1. Forward Contracts: - It is a private contract between two parties.
                                                An agreement between two parties to exchange an asset for a price that is specified todays. These are settled at end of contract.
2. Future contracts: - It is an Agreement to buy or sell an asset it is at a certain time in the future for a certain price. Futures will be traded in exchanges only.These is settled daily.       
Futures are four types:
1. Commodity Futures: Wheat, Soyo, Tea, Corn etc..,.
2. Financial Futures: Treasury bills, Commercial Paper, Equity Shares, bonds, etc..,
3. Currency Futures: Major convertible Currencies like Dollars, Founds, Yens,                                    and Euros.
4. Index Futures: Underline assets are famous stock market indicies. NewYork Stock Exchange.

3. Options: An option gives its Owner the right to buy or sell an Underlying asset on or before a given date at a fixed price.
                        There can be as may different option contracts as the number of items to buy or sell they are,
                                    Stock options, Commodity options, Foreign exchange options and interest rate options are traded on and off organized exchanges across the globe.
Options belong to a broader class of assets called Contingent claims.
The option to buy is a call option.The option to sell is a PutOption. 
The option holder is the buyer of the option and the option writer is the seller of the option.
The fixed price at which the option holder can buy or sell the underlying asset is called the exercise price or Striking price.
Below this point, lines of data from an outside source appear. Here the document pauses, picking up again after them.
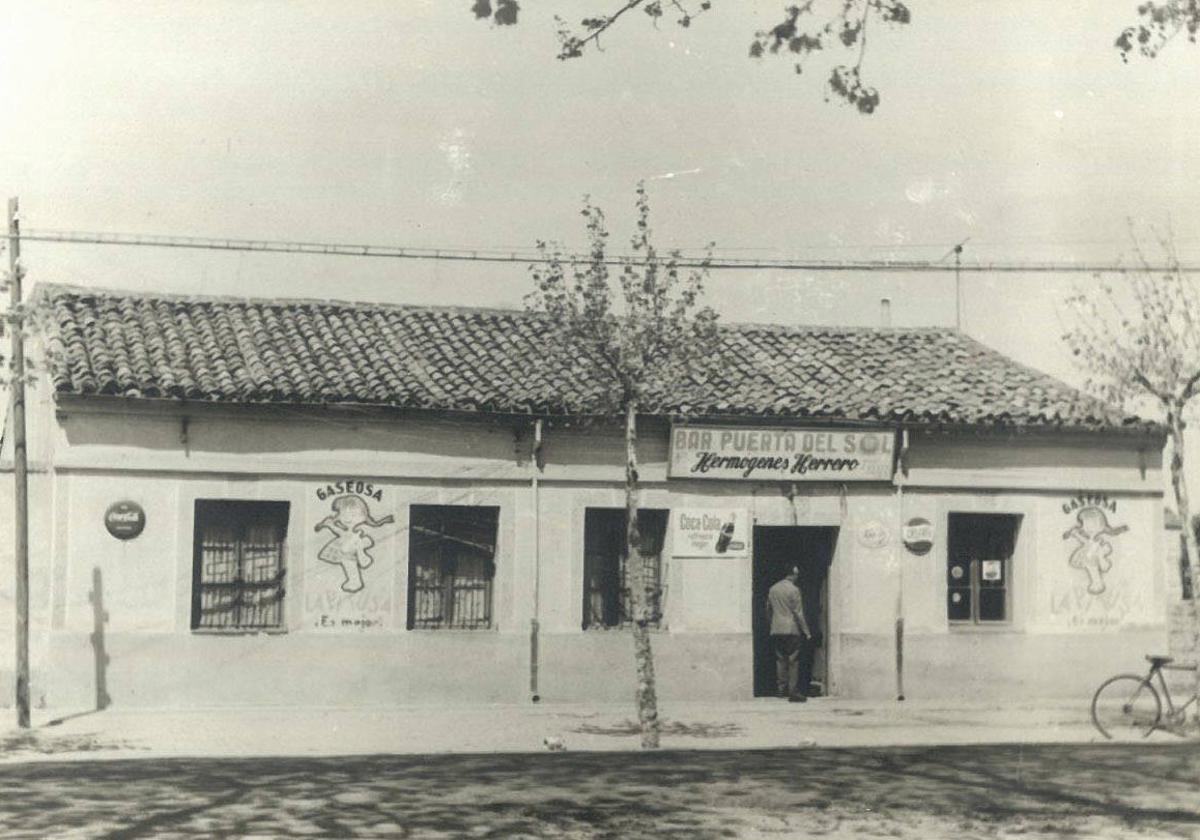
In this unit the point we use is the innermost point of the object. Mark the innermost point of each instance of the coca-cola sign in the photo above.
(125, 520)
(711, 532)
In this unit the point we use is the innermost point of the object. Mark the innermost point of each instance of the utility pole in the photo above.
(19, 465)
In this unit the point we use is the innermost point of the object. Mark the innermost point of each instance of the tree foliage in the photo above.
(1138, 343)
(827, 25)
(805, 29)
(1158, 24)
(641, 335)
(639, 339)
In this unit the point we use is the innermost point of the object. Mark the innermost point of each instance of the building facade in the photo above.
(311, 503)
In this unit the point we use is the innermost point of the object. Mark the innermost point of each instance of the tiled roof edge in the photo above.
(52, 289)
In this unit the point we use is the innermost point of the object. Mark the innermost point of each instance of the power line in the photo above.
(495, 256)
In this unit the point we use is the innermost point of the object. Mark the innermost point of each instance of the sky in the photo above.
(1011, 125)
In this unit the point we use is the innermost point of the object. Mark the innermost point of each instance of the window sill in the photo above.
(239, 631)
(984, 627)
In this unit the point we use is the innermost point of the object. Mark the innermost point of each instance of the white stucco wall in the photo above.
(1060, 640)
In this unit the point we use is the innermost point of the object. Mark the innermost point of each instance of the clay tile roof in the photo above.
(307, 352)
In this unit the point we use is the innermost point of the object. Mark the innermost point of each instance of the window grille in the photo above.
(451, 563)
(238, 565)
(607, 600)
(979, 559)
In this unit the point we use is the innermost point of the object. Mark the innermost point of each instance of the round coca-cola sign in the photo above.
(125, 520)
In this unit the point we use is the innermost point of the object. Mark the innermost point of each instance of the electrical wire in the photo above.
(496, 256)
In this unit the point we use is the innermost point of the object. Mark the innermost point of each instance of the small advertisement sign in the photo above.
(918, 535)
(749, 454)
(125, 520)
(711, 532)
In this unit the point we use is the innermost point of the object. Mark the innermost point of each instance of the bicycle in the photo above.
(1131, 702)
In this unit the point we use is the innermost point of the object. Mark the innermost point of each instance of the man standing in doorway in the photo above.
(791, 639)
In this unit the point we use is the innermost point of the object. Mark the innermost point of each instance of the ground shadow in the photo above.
(979, 791)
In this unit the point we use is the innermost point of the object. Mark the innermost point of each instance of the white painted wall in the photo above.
(101, 453)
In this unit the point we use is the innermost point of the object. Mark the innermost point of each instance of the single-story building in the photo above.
(303, 502)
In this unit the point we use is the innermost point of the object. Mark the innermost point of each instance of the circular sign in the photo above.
(918, 535)
(125, 520)
(874, 534)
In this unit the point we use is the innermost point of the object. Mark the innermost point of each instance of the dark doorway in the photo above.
(775, 551)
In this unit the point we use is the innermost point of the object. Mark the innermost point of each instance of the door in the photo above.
(775, 551)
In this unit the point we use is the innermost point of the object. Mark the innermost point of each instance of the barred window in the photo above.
(606, 595)
(238, 564)
(979, 568)
(451, 562)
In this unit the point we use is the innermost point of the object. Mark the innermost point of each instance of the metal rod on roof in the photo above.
(958, 287)
(733, 263)
(19, 465)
A European option can be excercised only on the expiration date where as an American option can be excercised on or before the expiration date.
Options traded on an exchange are called exchange traded option and options not traded on an exchange are called over-the-counter optios.
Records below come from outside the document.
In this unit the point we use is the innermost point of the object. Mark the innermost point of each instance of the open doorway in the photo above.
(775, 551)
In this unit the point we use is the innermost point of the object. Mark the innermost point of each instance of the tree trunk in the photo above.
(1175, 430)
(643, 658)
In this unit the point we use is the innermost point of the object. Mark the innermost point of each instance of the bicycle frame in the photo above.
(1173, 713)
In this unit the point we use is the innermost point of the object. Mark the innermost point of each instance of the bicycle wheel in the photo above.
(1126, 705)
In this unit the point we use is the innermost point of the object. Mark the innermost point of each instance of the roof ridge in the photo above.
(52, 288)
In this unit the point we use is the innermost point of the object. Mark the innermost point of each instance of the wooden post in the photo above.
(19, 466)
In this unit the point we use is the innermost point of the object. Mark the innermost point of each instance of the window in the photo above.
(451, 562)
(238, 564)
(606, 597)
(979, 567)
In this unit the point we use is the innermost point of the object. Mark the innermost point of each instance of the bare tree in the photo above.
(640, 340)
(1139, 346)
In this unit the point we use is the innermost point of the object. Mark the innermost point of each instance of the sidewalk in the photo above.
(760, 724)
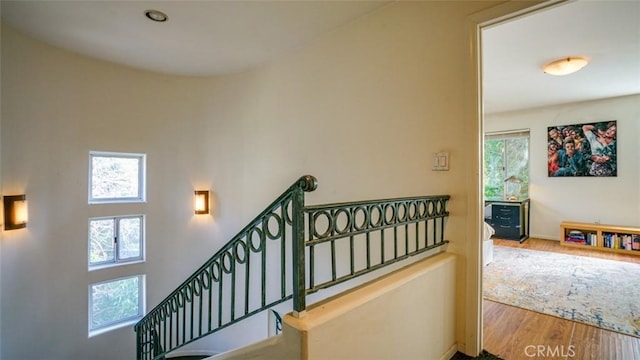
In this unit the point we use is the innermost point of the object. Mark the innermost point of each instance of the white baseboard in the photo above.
(450, 352)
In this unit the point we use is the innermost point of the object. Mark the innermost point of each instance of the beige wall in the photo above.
(362, 109)
(607, 200)
(396, 317)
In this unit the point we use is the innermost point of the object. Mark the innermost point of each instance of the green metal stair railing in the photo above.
(234, 283)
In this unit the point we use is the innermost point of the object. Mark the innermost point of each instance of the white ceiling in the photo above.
(203, 38)
(606, 32)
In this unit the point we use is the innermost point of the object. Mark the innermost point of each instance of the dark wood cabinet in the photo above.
(510, 219)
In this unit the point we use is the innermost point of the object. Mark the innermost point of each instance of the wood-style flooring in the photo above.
(513, 333)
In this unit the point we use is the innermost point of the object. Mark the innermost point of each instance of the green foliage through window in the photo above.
(116, 301)
(115, 239)
(504, 156)
(116, 177)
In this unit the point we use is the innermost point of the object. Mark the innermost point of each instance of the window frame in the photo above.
(116, 253)
(142, 169)
(142, 300)
(504, 136)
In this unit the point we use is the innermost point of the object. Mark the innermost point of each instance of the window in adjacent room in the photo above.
(116, 303)
(115, 240)
(506, 154)
(116, 177)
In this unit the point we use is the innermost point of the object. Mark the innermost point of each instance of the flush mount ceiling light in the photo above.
(565, 66)
(156, 15)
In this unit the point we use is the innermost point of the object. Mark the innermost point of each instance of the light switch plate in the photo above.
(440, 161)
When stock price (S1) <= Exercise price (E1) the call is said to be out of money and is worthless.
When S1>E1 the call is said to be in the money and its value is S1-E1.

4. Swaps:   Swaps are private agreements between two companies to exchange casflows in the future according to a prearranged formula.
So this can be regarded as portfolios of forward contracts.
Types of swaps:
1: Interest rate Swaps
2: Currency Swaps.
  
1. Interest rate Swaps:  The most common type of interest rate swap is ‘Plain Venilla ‘.
Normal life of swap is 2 to 15 Years.
It is a transaction involving an exchange of one stream of interest obligations for another. Typically, it results in an exchange of ficed rate interest payments for floating rate interest payments.
2. Currency Swaps: - Another type of Swap is known as Currency as Currency Swap. This involves exchanging principal amount and fixed rates interest payments on a loan in one currency for principal and fixed rate interest payments on an approximately equalant loan in another currency. Like interest rate swaps currency swars can be motivated by comparative advantage.